Cette structure, cette ossature ne convenait pas aux libéraux.
Garantissant la qualité, les droits, les devoirs, les salaires, elle ne tolérait pas la liberté de magouille.
Il convenait donc de l'abattre pour pouvoir enfin faire tout et surtout n'importe quoi.

Force est de constater qu'ils ne s'en sont pas privés.

Il est sans doute très "vichyste" aux yeux de certains que de souhaiter un retour à ce mode d'organisation du travail et de la société économique.

C'est un anathème bien commode...qui évite de se pencher sur la question.

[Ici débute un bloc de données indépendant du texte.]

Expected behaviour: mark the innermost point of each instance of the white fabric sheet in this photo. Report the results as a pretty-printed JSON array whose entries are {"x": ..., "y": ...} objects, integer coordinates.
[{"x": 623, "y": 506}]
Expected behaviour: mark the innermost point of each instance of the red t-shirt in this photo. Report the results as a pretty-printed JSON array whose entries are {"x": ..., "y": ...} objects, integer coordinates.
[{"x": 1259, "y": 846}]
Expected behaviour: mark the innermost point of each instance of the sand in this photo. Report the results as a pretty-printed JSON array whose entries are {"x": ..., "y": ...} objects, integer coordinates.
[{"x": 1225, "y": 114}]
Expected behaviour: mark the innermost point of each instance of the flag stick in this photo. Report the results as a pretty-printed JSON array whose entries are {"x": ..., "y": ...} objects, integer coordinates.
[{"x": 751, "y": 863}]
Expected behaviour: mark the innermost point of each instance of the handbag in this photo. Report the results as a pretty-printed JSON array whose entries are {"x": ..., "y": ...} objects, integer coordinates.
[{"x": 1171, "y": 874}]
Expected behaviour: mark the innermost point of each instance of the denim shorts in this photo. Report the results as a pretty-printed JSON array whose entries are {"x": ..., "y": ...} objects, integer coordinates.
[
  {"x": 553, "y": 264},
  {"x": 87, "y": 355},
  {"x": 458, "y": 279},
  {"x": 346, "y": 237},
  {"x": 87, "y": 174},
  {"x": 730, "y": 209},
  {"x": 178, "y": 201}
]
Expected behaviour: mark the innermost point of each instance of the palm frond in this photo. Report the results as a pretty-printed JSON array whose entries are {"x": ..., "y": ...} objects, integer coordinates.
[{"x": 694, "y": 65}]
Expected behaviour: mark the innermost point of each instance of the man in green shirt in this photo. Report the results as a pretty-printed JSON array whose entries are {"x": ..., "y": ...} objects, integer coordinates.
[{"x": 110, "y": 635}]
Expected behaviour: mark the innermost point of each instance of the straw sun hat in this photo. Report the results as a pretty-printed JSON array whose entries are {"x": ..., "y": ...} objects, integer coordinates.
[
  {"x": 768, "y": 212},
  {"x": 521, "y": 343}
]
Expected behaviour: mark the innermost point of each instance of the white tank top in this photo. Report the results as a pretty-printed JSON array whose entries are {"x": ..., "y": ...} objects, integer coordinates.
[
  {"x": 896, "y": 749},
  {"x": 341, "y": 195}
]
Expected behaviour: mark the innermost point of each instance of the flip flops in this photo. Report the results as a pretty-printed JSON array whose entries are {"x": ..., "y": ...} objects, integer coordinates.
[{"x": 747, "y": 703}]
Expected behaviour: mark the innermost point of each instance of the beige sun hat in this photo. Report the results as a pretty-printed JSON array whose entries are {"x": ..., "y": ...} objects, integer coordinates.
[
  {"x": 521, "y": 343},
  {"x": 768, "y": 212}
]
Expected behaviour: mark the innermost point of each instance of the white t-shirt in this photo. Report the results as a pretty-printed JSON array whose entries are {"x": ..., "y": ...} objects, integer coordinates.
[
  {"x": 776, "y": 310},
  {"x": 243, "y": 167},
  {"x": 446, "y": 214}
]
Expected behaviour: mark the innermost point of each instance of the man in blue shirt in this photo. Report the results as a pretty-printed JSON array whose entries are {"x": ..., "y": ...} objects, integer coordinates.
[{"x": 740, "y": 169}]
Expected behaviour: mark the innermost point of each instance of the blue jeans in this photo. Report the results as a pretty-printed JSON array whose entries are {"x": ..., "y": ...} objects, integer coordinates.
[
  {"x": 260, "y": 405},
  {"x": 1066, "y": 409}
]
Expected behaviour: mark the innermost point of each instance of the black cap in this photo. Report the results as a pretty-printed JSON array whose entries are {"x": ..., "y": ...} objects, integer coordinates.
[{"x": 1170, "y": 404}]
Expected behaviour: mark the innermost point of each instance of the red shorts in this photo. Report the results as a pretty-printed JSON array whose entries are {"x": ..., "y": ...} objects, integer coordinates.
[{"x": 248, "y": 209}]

Écrit par : léonidas | 06/04/2012

Tout le problème est effectivement que le "Système" est parvenu à faire croire au plus grand nombre qu'être pour la justice sociale sans en passer par une soumission à ses propres organes pseudo-représentatifs (syndicats, partis), est nécessairement, soit farfelu, soit "fasciste".

La consanguinité entre entre libéraux économiques (y compris nos chers droitards), libéraux libertaires (à supposer qu'il y ait une réelle différence), marxistes léninistes, trotskistes et gauchistes divers saute aux yeux, au travers de cette unanimité systémophile.

C'est aussi pour cela que seule une révolution peut changer la donne. Les structures partitocratiques et lobbyistiques ne sont pas réformables, ni récupérables.

Écrit par : Boreas | 06/04/2012

"C'est la liberté qui opprime et c'est la règle qui affranchit."

Il n'y a pas de liberté sans règles.